Thus, initially the district court must make the required findings that the actions of others were within the scope of the joint activity undertaken by the defendant, rather than the scope of the conspiracy as a whole; that the acts were in furtherance of that activity; and that they were known to or reasonably foreseeable by the defendant. Only if all these elements are satisfied will the defendant continue to be liable unless and until he withdraws from the conspiracy in accordance with the common-law rule.In a tax crimes setting, this relevant conduct discussion will play out in considering what tax loss attributable to other parties' conduct is included in a defendant's tax loss calculation, which, as with economic loss for financial crimes, is the principal driver in the sentencing calculations. See SG §2T1.1., here, and SG §2T4.1, here.
Proposed Guidelines Clarification:
The Sentencing Commission proposes to amend the relevant conduct Guideline . See Proposed Amendments to the Sentencing Guidelines (1/16/15), here, starting on p. 24. These were voted on and approved on 4/9/15. The proposal is summarized (p. 24):
The proposed amendment would revise §1B1.3 (Relevant Conduct (Factors that Determine the Guideline Range)) to provide more guidance on the use of “jointly undertaken criminal activity” in determining relevant conduct under the guidelines. See §1B1.3(a)(1)(B). Specifically, it restructures the guideline and its commentary to set out more clearly the three-step analysis the court applies to hold the defendant accountable for acts of others in the jointly undertaken criminal activity. The three-step test requires that the court (1) identify the scope of the criminal activity the defendant agreed to jointly undertake; (2) determine whether the conduct of others in the jointly undertaken criminal activity was in furtherance of that criminal activity; and (3) determine whether the conduct of others was reasonably foreseeable in connection with that criminal activity.Allen Ellis, a prominent practitioner specializing in sentencing and related issues, summarizes the proposal here as follows:
Jointly Undertaken Criminal Activity
Conspiracy cases often involve complex questions of fact regarding the liability of one conspirator for another. For purposes of trial, conspirator A can be held liable for the overt acts of conspirator B even if A had no actual knowledge of B’s acts, as long as B’s acts were in furtherance of the conspiracy. But the same does not necessarily hold for purposes of sentencing, and this has led to considerable confusion in the courts.

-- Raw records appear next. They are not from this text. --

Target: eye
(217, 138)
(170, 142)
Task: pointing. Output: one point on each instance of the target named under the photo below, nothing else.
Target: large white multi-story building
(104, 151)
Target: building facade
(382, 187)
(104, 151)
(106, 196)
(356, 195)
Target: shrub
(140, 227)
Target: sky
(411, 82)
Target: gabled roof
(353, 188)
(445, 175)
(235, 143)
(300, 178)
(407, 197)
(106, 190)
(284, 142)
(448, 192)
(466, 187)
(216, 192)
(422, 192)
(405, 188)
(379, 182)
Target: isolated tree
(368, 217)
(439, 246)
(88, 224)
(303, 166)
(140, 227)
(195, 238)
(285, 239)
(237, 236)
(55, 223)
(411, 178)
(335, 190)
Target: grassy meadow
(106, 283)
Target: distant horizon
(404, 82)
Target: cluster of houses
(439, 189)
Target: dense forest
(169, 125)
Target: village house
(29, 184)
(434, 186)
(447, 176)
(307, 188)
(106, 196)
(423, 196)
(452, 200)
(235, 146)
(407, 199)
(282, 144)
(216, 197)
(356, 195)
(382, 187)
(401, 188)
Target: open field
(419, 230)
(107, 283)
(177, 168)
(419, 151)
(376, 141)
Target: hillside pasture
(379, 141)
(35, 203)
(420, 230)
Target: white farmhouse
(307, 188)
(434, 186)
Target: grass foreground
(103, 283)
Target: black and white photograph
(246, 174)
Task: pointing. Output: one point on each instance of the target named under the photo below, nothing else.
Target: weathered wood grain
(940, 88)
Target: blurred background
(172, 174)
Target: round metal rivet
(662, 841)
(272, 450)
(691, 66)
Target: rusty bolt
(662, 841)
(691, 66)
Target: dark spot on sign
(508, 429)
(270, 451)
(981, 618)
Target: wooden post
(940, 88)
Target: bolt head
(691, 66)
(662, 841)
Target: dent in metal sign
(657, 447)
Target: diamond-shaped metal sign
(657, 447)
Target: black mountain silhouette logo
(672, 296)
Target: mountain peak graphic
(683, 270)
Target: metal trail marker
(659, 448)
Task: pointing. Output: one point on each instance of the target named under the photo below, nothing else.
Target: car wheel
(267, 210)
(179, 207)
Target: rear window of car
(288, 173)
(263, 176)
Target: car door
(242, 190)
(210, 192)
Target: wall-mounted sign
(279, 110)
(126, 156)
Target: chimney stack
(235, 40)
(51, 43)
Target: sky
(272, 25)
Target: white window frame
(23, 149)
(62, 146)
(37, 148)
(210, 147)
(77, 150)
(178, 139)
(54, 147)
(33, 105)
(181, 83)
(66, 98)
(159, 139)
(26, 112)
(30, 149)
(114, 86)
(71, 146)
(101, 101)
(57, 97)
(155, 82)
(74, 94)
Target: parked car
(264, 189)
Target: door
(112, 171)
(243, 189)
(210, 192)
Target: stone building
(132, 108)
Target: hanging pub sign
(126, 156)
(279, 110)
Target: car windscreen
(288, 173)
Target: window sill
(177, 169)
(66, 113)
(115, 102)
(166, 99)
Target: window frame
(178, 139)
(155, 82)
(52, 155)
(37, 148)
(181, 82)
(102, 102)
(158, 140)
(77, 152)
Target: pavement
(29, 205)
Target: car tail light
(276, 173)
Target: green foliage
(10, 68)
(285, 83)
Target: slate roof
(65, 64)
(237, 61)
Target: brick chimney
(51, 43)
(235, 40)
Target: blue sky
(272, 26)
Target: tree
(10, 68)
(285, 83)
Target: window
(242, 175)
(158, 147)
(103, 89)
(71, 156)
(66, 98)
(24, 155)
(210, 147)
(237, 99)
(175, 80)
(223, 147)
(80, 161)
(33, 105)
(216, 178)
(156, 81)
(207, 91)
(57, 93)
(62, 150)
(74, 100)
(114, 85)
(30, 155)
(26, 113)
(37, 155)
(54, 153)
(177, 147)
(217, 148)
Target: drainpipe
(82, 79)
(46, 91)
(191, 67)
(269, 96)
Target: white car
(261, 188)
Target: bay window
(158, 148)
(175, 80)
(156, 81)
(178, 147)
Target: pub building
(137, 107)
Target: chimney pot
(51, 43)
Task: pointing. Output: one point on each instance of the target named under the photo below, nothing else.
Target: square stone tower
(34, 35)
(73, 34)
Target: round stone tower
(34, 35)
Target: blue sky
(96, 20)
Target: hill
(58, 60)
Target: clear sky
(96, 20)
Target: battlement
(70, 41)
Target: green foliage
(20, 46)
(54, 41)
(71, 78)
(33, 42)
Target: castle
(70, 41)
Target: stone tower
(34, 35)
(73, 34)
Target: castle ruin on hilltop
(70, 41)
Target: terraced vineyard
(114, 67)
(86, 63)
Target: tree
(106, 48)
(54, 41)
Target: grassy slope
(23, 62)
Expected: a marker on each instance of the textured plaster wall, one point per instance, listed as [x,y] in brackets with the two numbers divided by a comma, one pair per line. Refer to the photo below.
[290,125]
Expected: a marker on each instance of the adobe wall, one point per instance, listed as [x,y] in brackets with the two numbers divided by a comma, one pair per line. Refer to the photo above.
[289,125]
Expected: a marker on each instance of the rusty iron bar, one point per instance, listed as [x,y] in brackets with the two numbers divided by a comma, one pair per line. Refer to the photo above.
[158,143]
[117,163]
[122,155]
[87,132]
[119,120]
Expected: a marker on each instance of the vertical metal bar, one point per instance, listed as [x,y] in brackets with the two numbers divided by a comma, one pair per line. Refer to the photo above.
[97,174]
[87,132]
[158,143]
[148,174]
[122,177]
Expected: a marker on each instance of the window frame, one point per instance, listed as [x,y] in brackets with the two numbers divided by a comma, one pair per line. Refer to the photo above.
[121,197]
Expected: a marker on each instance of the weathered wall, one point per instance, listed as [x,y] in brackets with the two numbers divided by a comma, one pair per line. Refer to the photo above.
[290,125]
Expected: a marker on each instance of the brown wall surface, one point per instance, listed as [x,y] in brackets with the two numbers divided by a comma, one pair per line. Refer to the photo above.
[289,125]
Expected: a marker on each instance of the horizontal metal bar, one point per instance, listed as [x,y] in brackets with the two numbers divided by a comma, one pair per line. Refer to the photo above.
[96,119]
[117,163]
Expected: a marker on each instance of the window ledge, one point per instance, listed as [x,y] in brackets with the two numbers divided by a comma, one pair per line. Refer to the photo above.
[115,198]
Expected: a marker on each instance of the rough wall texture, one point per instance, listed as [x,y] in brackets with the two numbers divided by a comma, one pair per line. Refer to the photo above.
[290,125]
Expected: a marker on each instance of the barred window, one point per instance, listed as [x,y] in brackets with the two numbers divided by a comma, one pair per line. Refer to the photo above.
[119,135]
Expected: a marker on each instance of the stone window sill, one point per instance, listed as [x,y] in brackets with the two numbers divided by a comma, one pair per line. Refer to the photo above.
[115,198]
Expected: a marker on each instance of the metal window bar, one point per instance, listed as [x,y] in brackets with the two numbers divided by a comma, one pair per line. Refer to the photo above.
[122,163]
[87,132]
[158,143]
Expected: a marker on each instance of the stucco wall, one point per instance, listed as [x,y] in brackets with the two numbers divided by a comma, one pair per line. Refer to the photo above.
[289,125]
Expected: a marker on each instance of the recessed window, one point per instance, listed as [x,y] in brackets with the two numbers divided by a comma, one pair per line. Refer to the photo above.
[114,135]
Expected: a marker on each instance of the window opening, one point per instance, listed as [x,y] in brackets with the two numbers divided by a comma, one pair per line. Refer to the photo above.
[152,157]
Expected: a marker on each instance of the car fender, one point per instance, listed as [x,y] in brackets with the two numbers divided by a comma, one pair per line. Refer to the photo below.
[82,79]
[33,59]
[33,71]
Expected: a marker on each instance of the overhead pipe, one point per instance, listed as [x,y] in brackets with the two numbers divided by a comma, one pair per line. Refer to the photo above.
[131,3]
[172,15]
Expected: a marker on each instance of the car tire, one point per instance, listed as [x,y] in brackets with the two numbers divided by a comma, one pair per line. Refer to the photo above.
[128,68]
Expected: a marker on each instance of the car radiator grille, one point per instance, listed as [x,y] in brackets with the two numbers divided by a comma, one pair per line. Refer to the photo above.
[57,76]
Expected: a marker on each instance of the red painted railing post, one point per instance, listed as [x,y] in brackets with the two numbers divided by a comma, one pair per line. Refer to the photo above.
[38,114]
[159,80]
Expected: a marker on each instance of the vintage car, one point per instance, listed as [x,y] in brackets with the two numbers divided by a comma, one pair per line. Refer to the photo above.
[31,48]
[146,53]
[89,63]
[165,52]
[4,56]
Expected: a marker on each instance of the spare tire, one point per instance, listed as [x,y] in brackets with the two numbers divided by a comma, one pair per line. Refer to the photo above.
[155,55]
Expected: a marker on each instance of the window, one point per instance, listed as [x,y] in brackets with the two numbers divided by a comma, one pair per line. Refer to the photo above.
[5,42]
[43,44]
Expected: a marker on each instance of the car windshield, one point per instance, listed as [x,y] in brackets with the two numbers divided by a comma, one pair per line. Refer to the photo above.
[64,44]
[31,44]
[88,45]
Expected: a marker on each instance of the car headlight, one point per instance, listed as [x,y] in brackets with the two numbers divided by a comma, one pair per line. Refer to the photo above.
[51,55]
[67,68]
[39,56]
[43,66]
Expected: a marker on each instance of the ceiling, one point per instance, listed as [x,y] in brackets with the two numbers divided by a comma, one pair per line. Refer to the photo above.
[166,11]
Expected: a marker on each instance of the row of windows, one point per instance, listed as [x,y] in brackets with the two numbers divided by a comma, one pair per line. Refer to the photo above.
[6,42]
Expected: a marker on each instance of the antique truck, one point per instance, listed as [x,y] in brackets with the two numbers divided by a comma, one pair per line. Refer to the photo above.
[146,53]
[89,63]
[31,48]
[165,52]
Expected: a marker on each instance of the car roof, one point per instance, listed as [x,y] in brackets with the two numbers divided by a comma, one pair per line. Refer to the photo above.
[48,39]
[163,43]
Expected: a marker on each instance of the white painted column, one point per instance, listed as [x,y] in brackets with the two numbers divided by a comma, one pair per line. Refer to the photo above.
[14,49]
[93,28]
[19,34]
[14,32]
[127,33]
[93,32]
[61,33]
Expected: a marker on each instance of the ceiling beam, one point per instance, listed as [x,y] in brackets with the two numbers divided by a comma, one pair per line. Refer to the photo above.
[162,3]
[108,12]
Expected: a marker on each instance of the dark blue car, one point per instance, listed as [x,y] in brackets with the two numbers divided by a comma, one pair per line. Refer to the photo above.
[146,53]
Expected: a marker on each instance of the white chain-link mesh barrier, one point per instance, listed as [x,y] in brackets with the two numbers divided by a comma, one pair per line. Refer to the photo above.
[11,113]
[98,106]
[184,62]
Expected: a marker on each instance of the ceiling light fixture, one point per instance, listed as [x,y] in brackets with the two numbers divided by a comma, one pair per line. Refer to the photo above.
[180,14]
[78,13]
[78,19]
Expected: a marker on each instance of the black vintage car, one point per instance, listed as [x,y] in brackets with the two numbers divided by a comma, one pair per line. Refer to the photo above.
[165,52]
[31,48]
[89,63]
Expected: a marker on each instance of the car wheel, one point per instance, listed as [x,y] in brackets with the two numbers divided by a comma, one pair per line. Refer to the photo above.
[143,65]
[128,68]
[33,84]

At the trial level, courts are concerned with liability, while at sentencing the issue turns to culpability. Or as the Commission long has noted, “[t]he principles and limits of sentencing accountability . . . are not always the same as the principles and limits of criminal liability.” USSG §1B1.3, comment. n.1 (emphasis added). This has nevertheless led to confusion inasmuch as courts often equate trial liability with sentencing accountability. For example, in a fraud conspiracy involving A and B that resulted in $15 million in investor losses, while A and B may be criminally liable for the conspiracy, the guidelines recognize that A may not be as accountable—in other words, less culpable—as B especially where A’s role was comparatively small. The same of course holds true for drug conspiracies and other offenses that are quantity-driven, e.g., antitrust, bribery, tax fraud, and racketeering.
The Commission now has clarified conspirator A can only be held accountable for the acts of conspirator B where (1) B’s acts were within the scope of criminal activity that A agreed to jointly undertake, (2) B’s acts were in furtherance of that criminal activity, and (3) B’s acts were reasonably foreseeable in connection with that criminal activity. The first criterion, which now has been added to the guidelines, clarifies that within conspiracies, each co-conspirator should only be held accountable for conduct that he actually agreed to jointly undertake with the other conspirators.
This clarification hopefully will reverse the trend of automatically holding one conspirator accountable for the conduct of all other conspirators. After all, holding a conspirator accountable only for the foreseeable conduct they agreed to undertake, which was in furtherance of the conspiracy, is a far better measure of culpability than has often been the case.